Review

Chill Out The KLF

Britain in early 1990 was fast approaching the peak of Acid House, though four whole years would pass before the introduction of the Criminal Justice and Public Order Act of 1994 and the clampdown on outdoor raving culture. At the heart of the scene were three musical polyglots, artists and, depending on your take on these things, pranksters. Bill Drummond and Jimmy Cauty formed The KLF, while Alex Patterson was one half of The Orb alongside Cauty. Between them, they would lay the foundation for an entire genre.

Starting in a side room at Heaven nightclub in London during Paul Oakenfold’s ‘Land of Oz’ nights, Cauty and Patterson would spin laid-back, ambient sounds in the ‘chill out’ room. Having taped these sessions, Cauty found himself and Drummond in their Trancentral recording studio with a plan.

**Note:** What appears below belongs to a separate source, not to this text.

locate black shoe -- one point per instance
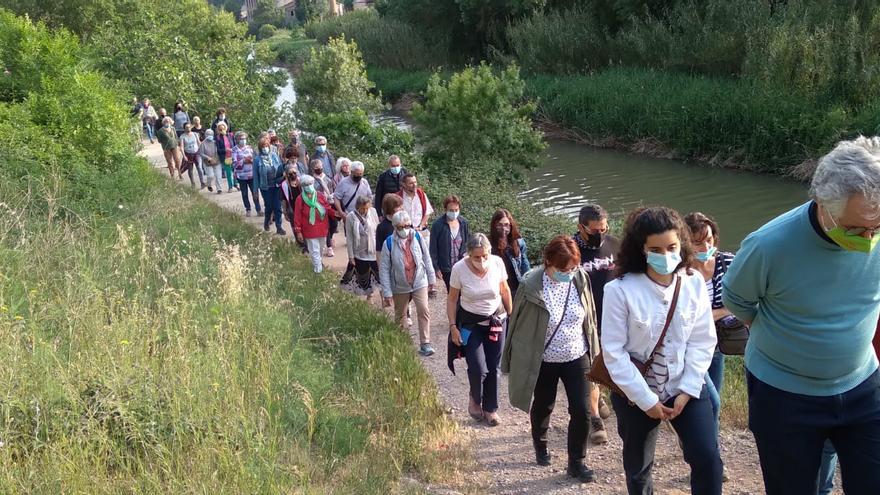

Over the course of two days they would record an album of ambient and found sounds based on these recordings, interspersed with samples of songs by both The KLF (3am Eternal, Last Train to Trancentral) and other artists. To ratchet up the pressure, on the most chilled of albums no less, they would record in a single take.

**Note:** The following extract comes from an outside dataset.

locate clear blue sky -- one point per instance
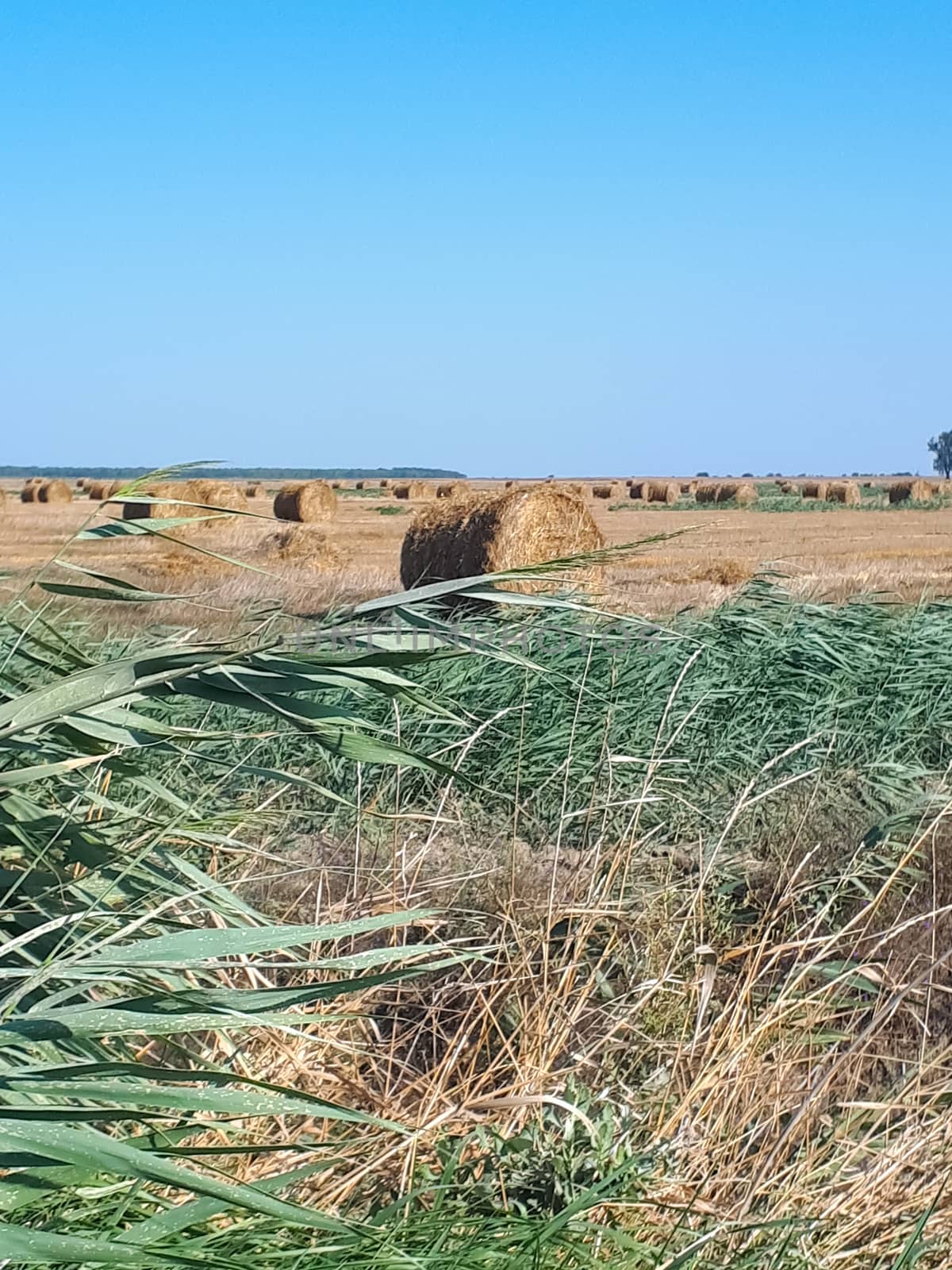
(501, 237)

The result is, in essence, a live album. Both creators have stated that long takes were abandoned after mistakes in the closing moments. The resulting record spans nearly 45 minutes, and while a track listing with approximate times was always available in the sleeve notes, the album was always intended to be heard as one single track. For those lucky enough to have laid hands on the now rare, UK only CD, that one track is all you’ll find.

Further concept was applied to the record as it was recorded and after it made it to tape. While not immediately clear to a first time listener, the track titles belie the albums central concept; it documents a journey through the southern states of the USA, from Texas to Louisiana. As steel guitar, Evangelical preachers, rolling trains, and the voice of The King, Elvis Presley flit through the mix, the echoes of a journey, however imagined, become mile markers for a trip experienced other than in mind. It’s equally clear that The KLF had no intention nor desire to truly transport the listener to the southern states as sheep bray and Tuvan throat singers add an uncanny reminder that this is an album that spans out from physical space.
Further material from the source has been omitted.